AFT Resolution

CONTROLLING THE HEDGE FUND THREAT TO PUBLIC PENSION FUNDS

WHEREAS, financial managers have used aggressive tactics to convince public pension funds worldwide to invest billions of pension dollars into largely unregulated hedge funds; current public pension investments in hedge funds total $310 billion, according to Chief Investment Officer magazine (“Public Pensions Still Hungry for Hedge Funds”), representing nearly 10 percent of all hedge fund capital; and

WHEREAS, reporting by Bloomberg (“Hedge-Fund Mediocrity Is the Best Magic Trick”) confirms that hedge funds are extremely risky investment vehicles and that their rates of return underperform, thereby costing workers’ pension funds billions in revenue; and

WHEREAS, hedge funds and other large pools of private money pose a serious threat to our communities: Since the 2008 financial crisis, private sector enterprises, while promising cities and counties help to repair their crumbling infrastructures, have increasingly taken over public services like emergency care, water supply and firefighting, often with negative effects for the populace. Chicagoans, for example, well remember the scandalous deal made by the city to hand over parking meter administration to a private sector enterprise, with the result that taxpayers have little to show for it, apart from rising parking rates and the burden of being saddled with a bad contract for the next 65 years; and

WHEREAS, as the New York Times (“In American Towns, Private Profits from Public Works”) has reported, citizens of Bayonne, N.J., saw water rates rise nearly 28 percent after a Wall Street investment fund began to manage the city’s water system. In a measure of residents’ distress, people are falling so far behind on their water bills that they face liens being placed against their homes; and

WHEREAS, underperformance, high risk and high fees are the reasons that unions and public employee pension funds are now questioning whether to continue to invest in hedge funds.

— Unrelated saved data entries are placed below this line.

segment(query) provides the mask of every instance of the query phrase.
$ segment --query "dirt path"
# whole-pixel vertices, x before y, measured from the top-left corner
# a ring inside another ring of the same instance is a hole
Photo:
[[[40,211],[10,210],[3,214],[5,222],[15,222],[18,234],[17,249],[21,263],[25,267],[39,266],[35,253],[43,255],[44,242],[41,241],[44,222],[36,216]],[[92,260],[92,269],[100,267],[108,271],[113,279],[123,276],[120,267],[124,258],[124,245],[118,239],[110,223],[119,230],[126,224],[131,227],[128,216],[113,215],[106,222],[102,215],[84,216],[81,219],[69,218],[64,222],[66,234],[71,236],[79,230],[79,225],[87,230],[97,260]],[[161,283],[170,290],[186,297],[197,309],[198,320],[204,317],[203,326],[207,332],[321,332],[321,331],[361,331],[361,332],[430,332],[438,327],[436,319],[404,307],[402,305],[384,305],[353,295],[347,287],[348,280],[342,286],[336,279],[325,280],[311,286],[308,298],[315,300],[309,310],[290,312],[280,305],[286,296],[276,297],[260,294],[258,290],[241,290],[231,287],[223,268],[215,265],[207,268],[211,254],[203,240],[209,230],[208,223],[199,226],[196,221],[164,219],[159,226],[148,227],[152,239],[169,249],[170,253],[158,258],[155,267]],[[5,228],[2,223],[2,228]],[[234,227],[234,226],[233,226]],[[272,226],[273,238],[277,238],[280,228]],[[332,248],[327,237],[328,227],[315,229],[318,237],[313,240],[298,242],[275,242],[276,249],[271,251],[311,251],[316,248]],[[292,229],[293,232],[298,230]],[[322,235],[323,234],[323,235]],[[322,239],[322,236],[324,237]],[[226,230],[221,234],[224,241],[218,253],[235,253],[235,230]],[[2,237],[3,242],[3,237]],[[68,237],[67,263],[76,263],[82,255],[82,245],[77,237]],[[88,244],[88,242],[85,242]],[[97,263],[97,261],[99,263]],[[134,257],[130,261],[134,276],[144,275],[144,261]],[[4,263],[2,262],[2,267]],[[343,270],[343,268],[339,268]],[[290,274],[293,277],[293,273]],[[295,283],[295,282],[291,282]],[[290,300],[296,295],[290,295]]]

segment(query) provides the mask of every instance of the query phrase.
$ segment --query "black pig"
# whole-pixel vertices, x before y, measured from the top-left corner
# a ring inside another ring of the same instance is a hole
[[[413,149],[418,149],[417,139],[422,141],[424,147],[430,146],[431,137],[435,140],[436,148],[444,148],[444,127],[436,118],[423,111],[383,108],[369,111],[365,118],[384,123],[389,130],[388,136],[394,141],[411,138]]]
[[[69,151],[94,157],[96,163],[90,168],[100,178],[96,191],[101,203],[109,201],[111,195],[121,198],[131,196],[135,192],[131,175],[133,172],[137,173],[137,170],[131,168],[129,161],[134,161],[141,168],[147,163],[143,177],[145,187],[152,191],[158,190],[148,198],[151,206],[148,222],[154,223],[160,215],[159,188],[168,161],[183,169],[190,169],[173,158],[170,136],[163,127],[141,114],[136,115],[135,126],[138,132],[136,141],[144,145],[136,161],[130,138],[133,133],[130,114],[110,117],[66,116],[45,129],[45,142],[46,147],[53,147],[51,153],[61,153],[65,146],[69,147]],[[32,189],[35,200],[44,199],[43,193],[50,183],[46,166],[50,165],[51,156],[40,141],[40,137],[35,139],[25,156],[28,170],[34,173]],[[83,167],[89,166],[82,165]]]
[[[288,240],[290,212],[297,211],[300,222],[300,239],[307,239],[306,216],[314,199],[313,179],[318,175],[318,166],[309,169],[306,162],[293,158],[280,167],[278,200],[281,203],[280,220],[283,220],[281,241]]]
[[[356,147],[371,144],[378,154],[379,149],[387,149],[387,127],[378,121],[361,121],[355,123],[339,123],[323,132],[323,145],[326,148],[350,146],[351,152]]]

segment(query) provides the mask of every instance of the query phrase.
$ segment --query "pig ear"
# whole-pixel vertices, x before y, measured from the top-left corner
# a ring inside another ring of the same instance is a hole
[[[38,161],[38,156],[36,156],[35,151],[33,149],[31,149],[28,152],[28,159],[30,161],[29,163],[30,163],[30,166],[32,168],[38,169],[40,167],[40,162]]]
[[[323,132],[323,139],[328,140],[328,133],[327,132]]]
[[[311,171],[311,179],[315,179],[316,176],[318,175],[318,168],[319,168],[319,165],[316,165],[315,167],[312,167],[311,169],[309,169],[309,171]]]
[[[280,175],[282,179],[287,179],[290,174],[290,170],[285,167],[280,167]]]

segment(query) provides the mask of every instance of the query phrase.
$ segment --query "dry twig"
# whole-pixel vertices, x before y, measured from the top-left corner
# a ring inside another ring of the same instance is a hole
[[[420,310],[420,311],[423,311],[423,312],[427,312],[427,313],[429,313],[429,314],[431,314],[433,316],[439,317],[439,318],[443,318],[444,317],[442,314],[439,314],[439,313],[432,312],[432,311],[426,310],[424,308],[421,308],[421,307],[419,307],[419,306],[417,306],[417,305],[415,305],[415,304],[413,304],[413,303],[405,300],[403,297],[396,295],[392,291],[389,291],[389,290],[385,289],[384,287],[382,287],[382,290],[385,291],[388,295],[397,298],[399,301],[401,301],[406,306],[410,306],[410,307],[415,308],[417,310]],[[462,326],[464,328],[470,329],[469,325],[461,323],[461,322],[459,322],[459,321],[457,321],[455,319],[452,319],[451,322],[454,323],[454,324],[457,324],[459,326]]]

Consider:

  • The Illinois State Board of Investment (ISBI) decided to remove hedge funds from the board’s investment portfolio because they were confusing and underperforming, with unjustified high fees. As a result of this withdrawal, according to Chief Investment Officer magazine (“ISBI Chair Explains Why Illinois Ditched Hedge Funds”), the state has saved $75 million per year in money manager fees;
  • The $55 billion New York City Employees’ Retirement System (NYCERS), which had invested in hedge funds since 2010, voted to liquidate its $1.7 billion allocation “as soon as practicable” due to “exorbitant fees” and weak returns;
  • In the United Kingdom, the RBS Group Pension Fund, which manages pensions for current and former employees of the Royal Bank of Scotland and is one of the largest pension funds in the UK, has been steadily divesting from hedge funds, part of a risk-reduction strategy that has helped it beat its investment benchmarks;
  • In the Netherlands, Dutch pension fund PFZW announced that it has completely divested from hedge funds, citing poor performance, high cost and complexity as the reasons for discontinuing;
  • State pension funds in New Jersey, Rhode Island and Kentucky have all slashed their hedge fund investments by more than half; and
  • The California Public Employees’ Retirement System (CalPERS), which was one of the first pension funds to invest in hedge funds, zeroed out its hedge fund portfolio in 2014, pulling out $4 billion in investments, citing high fees and weak performance as the reasons:

RESOLVED, that the American Federation of Teachers will partner with community organizations to inform city governments about the threat from hedge funds and private equity firms; and

RESOLVED, that the AFT will provide our state federations with information about the implications of weak hedge fund performance and the actions taken by pension funds in Illinois, New York, California and other states to liquidate their poor-performing hedge fund investments; and

RESOLVED, that the AFT will call for full transparency among both hedge funds and private equity firms, including public reporting, whenever public sector retirement funds are involved.